Lange vakanties was Bert Wiersema als docent al gewend. Tegenwoordig heeft hij het nog beter, vindt hij: nu hij niet meer kan werken, is het permanent vakantie. Ondanks het verlies van zijn dochter Klarine in 2017 en ondanks zijn eigen ongeneeslijke ziekte geniet de blijmoedige kinderboekenschrijver van wat God hem geeft.

23 August 2024 14:24Gewijzigd op 23 August 2024 15:21
Bert Wiersema. beeld Sjaak Verboom
Bert Wiersema. beeld Sjaak Verboom
Bert Wiersema. beeld Sjaak Verboom

„Het is toch ongelooflijk?” zegt Bert Wiersema. „Drie jaar geleden moest ik uit het ziekenhuisbed getakeld worden, nu zit ik hier en geniet ik van dit prachtige plekje.” Hier, dat is op zijn favoriete stoel in zijn woonkamer in Drachten, met uitzicht op de tuin.

Aan de muur achter hem hangt een kunstwerk in felle kleuren, een groot geel kruis in het midden. Zelfgemaakt, vertelt Wiersema. Een christelijke variant op een werk van de beroemde Russische schilder Kandinsky. In de achtertuin van het ruime huis trekt een flinke olijfboom de aandacht, de stam vol knoesten. „Zo ongeveer ziet mijn buik er ook uit”, grapt Wiersema, die door zijn ziekte een stoma heeft. „We kregen de boom vorig jaar voor ons 40-jarig huwelijk van de kinderen. We hadden nooit gedacht dat we dat jubileum zouden beleven.”

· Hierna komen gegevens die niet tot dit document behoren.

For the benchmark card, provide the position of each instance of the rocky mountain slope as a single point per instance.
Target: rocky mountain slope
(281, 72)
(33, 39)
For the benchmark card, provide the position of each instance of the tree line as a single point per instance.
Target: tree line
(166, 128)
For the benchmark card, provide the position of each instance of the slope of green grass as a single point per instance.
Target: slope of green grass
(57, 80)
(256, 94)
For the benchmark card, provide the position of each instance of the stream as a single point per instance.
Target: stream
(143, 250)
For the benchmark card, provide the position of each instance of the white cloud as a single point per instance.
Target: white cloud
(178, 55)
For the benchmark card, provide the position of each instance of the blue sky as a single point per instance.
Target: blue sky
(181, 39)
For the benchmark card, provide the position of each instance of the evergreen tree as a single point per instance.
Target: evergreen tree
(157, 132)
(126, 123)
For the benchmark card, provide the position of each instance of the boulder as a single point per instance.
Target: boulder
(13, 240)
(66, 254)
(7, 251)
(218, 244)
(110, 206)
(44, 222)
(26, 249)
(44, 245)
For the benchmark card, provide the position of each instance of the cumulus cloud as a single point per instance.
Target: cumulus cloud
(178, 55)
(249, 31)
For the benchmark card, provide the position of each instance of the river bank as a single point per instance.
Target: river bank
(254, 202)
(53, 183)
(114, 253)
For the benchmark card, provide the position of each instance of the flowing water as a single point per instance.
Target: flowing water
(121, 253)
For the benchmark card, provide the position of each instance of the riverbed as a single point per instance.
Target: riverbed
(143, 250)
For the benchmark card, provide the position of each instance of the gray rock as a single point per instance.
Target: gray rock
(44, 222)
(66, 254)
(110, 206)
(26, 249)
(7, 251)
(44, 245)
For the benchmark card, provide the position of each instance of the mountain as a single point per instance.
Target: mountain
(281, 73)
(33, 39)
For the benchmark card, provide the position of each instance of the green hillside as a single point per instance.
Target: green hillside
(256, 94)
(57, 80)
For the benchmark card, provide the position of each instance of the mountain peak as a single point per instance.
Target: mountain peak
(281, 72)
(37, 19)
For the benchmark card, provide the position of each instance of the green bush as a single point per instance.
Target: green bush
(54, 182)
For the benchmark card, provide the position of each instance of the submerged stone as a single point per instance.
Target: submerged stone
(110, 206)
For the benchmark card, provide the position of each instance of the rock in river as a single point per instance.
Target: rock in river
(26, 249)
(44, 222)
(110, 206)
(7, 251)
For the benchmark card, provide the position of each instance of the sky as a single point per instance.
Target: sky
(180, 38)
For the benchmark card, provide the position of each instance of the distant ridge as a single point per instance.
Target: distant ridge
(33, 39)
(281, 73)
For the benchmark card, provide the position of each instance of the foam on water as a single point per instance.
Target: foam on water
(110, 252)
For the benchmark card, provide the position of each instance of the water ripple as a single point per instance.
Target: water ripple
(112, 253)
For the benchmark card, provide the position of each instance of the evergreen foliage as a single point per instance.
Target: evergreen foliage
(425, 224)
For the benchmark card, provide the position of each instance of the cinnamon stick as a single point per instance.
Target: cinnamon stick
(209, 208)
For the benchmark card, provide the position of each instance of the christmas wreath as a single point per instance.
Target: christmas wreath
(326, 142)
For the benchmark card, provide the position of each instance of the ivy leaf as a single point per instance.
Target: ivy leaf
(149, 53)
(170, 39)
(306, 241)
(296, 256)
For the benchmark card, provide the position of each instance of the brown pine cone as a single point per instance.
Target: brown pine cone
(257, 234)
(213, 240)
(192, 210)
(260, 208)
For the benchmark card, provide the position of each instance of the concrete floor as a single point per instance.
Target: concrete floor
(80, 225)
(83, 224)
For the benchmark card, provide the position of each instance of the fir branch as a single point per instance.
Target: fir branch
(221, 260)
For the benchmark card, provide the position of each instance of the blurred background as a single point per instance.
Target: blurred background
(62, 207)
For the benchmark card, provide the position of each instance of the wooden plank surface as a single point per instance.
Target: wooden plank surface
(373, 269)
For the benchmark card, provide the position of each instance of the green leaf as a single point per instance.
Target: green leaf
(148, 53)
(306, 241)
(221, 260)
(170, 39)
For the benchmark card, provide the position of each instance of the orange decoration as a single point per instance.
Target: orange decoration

In 2020 werd bij Wiersema de ziekte van Kahler vastgesteld. Uitgezaaide beenmergkanker. Hij zag de dood in de ogen, lag tijden op bed en moet nu nog elke drie maanden voor bloedonderzoek naar het ziekenhuis. Maar het schrijven heeft hij weer opgepakt en hij startte in de afgelopen jaren zelfs nieuwe series, waaronder een over de Israëlische geheime dienst, de Mossad.

1. Wie ziet u als u in de spiegel kijkt?

„Ik zie iemand met wie het naar omstandigheden heel goed gaat. Drie jaar geleden kon ik niks. Nu ben ik begonnen met het lopen van het Pieterpad. Puur op wilskracht hoor. Want ik ben 65 jaar, maar voel me wel 85.
„Ik ben nieuwe wijn in een oude zak”, zei ik onlangs tegen een goede vriend van me.

In de spiegel zie ik ook een man die altijd in het onderwijs heeft gewerkt. Twintig jaar op de basisschool en daarna heb ik jarenlang aardrijkskunde gegeven, maar ook maatschappijleer, Duits en Fries. In 2020 was dat plotseling voorbij. Op maandag gaf ik nog les, op woensdag moest ik aan de chemo. Ik zei: „Dat kan niet, dan zijn er proefwerken.” Het kon wel – en ik kwam niet terug.

Na m’n zestigste vond ik het lesgeven zwaarder worden en twijfelde ik weleens of ik het wilde blijven doen. Even dacht ik dat God zei: „Nou jongen, als je niet wilt lesgeven, dan geef Ik je kanker.” Maar nee, wist ik, zo is Hij niet.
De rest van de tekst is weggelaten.